И все же взятие Ловчи явилось славной победой. Прежде всего в психологическом смысле. После двух провальных штурмов Плевны была продемонстрирована реальная возможность выбивать упорно обороняющиеся турецкие части из хорошо укрепленных позиций. А сделать это быстро можно было только при условии тщательной разведки и концентрации значительно превосходящих сил. Взятие Ловчи позволяло русским спокойно подойти к Плевне с юга, не опасаясь удара в тыл шести турецких батальонов. Одновременно контроль за Ловчей, расположенной на шоссе в 30 км от Троянова перевала, прикрывал армию от неожиданных прорывов турецких войск в Северную Болгарию через этот перевал.
Что же касается плевненского гарнизона, то после падения Ловчи дальнейшие пути на юг и восток для освобождения балканских проходов и соединения с группировкой Мехмеда-Али-паши оказались для него полностью отрезанными. Для Османа-паши альтернатива ужесточилась: или продолжать оборону, или отступать на запад, на Орхание.
Итак, баланс августовских боев на южном, западном и восточном фронтах сложился в пользу русской армии. Но это положительное сальдо ее командование использовало не для переосмысления собственного опыта и выработки более эффективных наступательных планов, а для нового захода в старую ловушку.
Успехи в августе, конечно же, подняли боевой дух русской армии, но стараниями командования он вновь был устремлен к Плевне.

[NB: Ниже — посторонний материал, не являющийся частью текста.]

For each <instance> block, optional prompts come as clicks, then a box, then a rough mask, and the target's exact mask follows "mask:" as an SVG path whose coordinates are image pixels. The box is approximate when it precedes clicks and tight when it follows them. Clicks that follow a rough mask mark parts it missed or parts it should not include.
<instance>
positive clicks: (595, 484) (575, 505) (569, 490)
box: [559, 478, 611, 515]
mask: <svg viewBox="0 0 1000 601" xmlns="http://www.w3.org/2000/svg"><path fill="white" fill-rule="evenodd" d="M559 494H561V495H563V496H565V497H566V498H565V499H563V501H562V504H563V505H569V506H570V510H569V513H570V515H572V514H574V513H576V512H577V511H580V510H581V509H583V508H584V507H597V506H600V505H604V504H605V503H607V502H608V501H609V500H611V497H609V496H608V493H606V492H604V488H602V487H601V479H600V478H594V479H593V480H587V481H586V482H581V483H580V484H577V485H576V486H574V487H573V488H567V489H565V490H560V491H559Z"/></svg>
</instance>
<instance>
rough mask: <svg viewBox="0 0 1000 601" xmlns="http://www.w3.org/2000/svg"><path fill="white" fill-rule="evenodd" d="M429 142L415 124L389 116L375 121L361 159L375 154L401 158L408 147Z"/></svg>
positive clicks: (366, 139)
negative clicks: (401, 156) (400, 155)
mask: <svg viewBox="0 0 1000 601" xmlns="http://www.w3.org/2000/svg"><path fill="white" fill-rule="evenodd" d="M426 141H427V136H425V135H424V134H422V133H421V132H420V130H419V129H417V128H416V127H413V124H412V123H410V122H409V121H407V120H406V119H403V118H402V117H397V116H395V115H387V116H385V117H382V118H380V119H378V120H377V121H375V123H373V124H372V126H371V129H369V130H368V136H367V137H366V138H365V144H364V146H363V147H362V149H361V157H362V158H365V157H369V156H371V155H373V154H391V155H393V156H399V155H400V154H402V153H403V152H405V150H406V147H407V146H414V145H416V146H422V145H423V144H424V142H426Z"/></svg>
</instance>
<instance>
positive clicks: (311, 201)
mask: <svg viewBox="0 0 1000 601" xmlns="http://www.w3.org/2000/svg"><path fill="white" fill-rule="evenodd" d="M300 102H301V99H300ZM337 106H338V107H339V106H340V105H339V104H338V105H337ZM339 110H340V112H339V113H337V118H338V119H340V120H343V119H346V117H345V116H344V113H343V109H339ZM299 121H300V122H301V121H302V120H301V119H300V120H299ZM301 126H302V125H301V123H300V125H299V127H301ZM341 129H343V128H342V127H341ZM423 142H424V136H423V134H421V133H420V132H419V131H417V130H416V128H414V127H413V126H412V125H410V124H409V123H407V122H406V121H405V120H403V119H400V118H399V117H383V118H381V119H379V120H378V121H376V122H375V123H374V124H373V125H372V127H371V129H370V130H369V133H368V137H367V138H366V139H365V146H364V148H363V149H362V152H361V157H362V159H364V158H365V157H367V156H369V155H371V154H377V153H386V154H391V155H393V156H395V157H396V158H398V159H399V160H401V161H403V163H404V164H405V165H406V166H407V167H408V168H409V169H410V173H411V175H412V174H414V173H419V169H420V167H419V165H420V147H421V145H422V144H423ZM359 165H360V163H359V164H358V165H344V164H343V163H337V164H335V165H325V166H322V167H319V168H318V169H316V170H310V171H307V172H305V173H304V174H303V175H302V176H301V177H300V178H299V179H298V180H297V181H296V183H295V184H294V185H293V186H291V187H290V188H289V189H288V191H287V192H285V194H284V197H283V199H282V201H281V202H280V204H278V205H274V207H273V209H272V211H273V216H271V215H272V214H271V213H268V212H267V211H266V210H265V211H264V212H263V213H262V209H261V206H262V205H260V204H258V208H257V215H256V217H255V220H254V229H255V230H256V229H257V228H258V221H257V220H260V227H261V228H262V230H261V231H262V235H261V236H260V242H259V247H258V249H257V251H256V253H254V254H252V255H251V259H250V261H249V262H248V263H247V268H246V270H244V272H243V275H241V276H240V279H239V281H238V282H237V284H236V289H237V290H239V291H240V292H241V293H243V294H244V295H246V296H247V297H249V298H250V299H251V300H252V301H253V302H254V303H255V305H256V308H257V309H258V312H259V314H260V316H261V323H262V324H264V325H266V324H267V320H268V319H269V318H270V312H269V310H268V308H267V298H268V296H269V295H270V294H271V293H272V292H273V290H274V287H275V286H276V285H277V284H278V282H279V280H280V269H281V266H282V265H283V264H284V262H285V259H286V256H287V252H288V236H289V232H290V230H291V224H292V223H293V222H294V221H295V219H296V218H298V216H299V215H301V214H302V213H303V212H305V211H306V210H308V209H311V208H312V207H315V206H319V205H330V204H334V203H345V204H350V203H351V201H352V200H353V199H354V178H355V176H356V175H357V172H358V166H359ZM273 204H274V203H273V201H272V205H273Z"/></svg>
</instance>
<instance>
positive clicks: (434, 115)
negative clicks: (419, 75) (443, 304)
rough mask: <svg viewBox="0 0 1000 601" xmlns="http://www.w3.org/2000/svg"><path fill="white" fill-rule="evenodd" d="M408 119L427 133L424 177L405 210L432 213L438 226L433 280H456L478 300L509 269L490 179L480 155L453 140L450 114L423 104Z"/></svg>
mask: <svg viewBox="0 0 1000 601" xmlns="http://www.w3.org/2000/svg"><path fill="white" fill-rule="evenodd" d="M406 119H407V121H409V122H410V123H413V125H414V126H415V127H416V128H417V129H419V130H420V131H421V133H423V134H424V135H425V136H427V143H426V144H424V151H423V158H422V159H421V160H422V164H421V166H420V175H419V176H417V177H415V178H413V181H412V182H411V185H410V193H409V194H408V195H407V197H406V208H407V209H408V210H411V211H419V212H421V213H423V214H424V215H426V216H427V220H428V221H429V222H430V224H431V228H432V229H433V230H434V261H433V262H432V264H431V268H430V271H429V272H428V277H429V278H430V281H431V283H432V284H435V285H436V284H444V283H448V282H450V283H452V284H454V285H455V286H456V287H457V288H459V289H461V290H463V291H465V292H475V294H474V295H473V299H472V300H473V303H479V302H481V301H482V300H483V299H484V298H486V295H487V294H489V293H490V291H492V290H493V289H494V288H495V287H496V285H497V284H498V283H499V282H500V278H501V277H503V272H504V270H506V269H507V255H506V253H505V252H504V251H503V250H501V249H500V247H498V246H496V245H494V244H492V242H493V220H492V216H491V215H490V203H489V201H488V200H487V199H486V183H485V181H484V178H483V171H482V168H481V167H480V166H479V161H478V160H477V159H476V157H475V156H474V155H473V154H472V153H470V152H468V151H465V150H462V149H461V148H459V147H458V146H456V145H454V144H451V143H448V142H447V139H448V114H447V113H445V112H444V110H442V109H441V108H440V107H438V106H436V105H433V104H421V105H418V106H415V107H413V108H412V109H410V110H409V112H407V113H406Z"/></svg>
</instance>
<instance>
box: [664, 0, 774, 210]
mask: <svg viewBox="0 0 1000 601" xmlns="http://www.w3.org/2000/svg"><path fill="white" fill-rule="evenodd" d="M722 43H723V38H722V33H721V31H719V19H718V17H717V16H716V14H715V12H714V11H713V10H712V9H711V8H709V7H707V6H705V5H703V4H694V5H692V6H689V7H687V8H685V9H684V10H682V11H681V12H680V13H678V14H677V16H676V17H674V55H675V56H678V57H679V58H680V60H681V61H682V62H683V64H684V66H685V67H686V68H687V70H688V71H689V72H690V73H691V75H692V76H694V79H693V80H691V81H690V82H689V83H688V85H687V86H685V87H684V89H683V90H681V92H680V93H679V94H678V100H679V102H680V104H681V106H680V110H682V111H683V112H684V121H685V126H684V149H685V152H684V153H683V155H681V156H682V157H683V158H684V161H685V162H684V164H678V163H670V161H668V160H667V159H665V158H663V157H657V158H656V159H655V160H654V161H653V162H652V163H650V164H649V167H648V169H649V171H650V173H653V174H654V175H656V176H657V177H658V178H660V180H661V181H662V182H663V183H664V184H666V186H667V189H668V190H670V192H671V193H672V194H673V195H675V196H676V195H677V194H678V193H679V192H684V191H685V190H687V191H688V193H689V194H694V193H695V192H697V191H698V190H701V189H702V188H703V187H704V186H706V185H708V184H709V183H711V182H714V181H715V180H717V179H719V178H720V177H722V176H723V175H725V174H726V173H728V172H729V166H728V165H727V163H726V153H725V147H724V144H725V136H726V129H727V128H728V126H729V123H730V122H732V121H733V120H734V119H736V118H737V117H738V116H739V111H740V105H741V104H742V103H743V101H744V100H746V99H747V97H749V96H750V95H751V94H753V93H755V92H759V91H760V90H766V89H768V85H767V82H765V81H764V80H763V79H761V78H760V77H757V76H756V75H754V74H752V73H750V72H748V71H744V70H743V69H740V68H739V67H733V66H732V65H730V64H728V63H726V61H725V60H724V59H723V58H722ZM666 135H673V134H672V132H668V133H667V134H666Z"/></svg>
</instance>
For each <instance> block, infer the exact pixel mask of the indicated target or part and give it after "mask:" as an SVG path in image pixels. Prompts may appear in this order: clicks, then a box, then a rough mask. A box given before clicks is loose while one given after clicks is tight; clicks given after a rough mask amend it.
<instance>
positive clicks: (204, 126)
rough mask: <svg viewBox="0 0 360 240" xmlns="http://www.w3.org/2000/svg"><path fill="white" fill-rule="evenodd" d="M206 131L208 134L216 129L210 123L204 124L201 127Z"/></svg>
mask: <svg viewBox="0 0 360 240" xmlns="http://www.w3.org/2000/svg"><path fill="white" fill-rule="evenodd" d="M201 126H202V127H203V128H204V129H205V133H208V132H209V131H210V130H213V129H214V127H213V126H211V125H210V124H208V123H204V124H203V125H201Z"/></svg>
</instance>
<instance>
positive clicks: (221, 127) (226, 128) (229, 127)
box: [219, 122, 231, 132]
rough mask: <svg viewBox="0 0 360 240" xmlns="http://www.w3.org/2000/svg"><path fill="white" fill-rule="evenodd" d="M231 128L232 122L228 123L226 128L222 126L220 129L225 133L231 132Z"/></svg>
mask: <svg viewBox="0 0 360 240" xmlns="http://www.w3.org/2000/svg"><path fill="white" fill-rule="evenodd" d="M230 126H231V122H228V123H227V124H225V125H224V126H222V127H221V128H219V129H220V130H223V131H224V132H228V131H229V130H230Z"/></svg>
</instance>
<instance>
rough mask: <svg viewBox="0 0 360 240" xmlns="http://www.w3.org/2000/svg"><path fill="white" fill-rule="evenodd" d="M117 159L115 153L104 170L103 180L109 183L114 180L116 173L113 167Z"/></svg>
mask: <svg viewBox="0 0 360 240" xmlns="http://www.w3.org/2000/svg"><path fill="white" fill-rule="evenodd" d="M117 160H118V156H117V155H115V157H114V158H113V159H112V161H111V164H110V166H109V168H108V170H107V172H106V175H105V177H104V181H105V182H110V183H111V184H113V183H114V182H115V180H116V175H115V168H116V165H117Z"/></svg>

Но Плевна — не Ловча. В ней было значительно больше турецких сил, ими руководил блистательный генерал, и она была несравненно лучше укреплена. В последнем еще раз убедился М. Д. Скобелев, когда 24 августа (5 сентября) произвел разведку южных подступов к Плевне. Там, где во время штурма 18 (30) июля были лишь естественные препятствия, теперь появились траншеи и редуты. Турки учли слабость южных подступов к городу. Но, даже несмотря на это, южное направление оставалось менее укрепленным в сравнении с другими участками обороны. Оно являлось весьма перспективным для наступления еще и потому, что здесь турецкие укрепления наиболее близко подходили к городу.